Our government is at it again.
Despite a recent U-T San Diego/10News poll showing most San Diegans oppose the idea, San Diego City Councilmember Sherri Lightner is pushing a big brother-style ordinance that would outlaw plastic bags at grocery and convenience stores, and require you to pay a tax on paper bags.
To make matters worse, every dime of this new bag tax – which would generate millions of dollars every year – will go right into the corporate pockets of stores such as Ralphs, Vons and Albertsons, instead of being put to good use here in San Diego for neighborhood cleanups and beautification projects.
Those supporting the ban say that plastic bags are an unconscionable source of waste and litter. However, according to the U.S. Environmental Protection Agency, these bags make up less than half of 1 percent of the waste stream. And, where litter studies have been conducted, plastic bags are typically less than 1 percent of what’s found.
If the proposal is approved, you would be forced to use paper bags at a cost of 10 cents apiece. All told, this equates to a multimillion-dollar tax on the people of San Diego — a tax for which you won’t even be able to vote. If you don’t want to use paper bags, your only other option is to buy the more expensive reusable bags, the vast majority of which are made in China (from oil) and imported to the U.S. at a rate of more than 500 million per year.
Why, in these tough economic times, are we lumping any government costs onto grocery bills when so many families and senior citizens are struggling to make ends meet?

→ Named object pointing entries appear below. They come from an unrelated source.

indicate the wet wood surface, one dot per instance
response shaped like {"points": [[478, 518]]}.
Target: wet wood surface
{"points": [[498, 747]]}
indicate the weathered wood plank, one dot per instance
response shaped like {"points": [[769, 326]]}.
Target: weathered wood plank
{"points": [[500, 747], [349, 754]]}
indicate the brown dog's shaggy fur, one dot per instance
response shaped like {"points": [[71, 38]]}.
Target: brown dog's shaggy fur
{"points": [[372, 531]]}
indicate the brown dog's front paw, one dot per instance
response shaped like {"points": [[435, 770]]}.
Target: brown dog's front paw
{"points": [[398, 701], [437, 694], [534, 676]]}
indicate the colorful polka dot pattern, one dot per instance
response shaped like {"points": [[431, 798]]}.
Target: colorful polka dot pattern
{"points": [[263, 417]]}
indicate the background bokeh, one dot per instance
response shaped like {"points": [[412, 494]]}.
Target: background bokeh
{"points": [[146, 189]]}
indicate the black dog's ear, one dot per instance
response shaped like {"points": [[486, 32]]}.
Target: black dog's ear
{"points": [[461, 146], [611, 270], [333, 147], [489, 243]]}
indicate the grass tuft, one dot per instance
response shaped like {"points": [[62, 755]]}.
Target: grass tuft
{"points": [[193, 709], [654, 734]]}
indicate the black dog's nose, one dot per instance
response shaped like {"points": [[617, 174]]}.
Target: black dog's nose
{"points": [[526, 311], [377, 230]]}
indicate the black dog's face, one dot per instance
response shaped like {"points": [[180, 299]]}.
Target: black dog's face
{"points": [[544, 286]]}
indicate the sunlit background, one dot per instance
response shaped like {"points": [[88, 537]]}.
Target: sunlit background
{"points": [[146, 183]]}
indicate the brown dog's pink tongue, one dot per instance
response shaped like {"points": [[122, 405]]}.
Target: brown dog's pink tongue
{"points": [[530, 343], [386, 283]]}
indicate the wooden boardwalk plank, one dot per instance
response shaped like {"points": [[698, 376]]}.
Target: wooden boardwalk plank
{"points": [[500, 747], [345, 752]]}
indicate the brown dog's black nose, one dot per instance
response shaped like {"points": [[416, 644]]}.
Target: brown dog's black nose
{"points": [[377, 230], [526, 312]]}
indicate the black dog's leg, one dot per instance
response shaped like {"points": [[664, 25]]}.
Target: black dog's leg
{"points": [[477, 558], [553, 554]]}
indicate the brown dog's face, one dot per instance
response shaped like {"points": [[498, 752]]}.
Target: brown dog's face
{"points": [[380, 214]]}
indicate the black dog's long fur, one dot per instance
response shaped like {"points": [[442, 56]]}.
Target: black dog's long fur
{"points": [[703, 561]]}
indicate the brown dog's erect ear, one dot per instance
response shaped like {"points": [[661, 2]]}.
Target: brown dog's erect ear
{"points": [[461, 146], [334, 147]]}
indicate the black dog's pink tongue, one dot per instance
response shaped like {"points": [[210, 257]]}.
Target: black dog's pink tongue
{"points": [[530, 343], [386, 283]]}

And then there are the environmental drawbacks. Did you know that it takes much more energy to manufacture paper and reusable bags than it does to produce plastic ones? According to one study, the “global warming potential” of producing plastic grocery bags without factoring in reuse, is one-third that of paper bags and 1/131st that of reusable cotton bags.

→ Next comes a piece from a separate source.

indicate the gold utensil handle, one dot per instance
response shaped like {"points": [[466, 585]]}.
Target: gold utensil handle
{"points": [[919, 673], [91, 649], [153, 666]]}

Moreover, by pushing people toward paper bags, more trees will be chopped down, leading to greater deforestation of our wilderness areas. In addition, it takes 96 percent more water to produce paper bags than it does plastic.
All in all, the impacts of a ban on plastic bags would have a sizable negative impact on our environment.
And let’s not forget that people like to reuse their plastic bags to line their wastebaskets at home, pick up after their pets and carry their lunch to work. If these bags are outlawed, we’ll be forced to buy our plastic bags — yet another cost associated with this ban.
The bottom line is this bag ban and tax scam doesn’t make sense for San Diego. The benefit is minimal and the downsides are many.
Instead, our city leaders should focus on what we San Diegans really want: faster police and fire response times, smooth streets and more hours at our libraries and recreation centers.
McKinney is founder and senior pastor at St. Stephen’s Cathedral, Church of God in Christ in San Diego. Arabo is president and CEO of the Neighborhood Market Association, a San Diego-based nonprofit that represents 2,100 family-owned markets in California, Nevada and Arizona.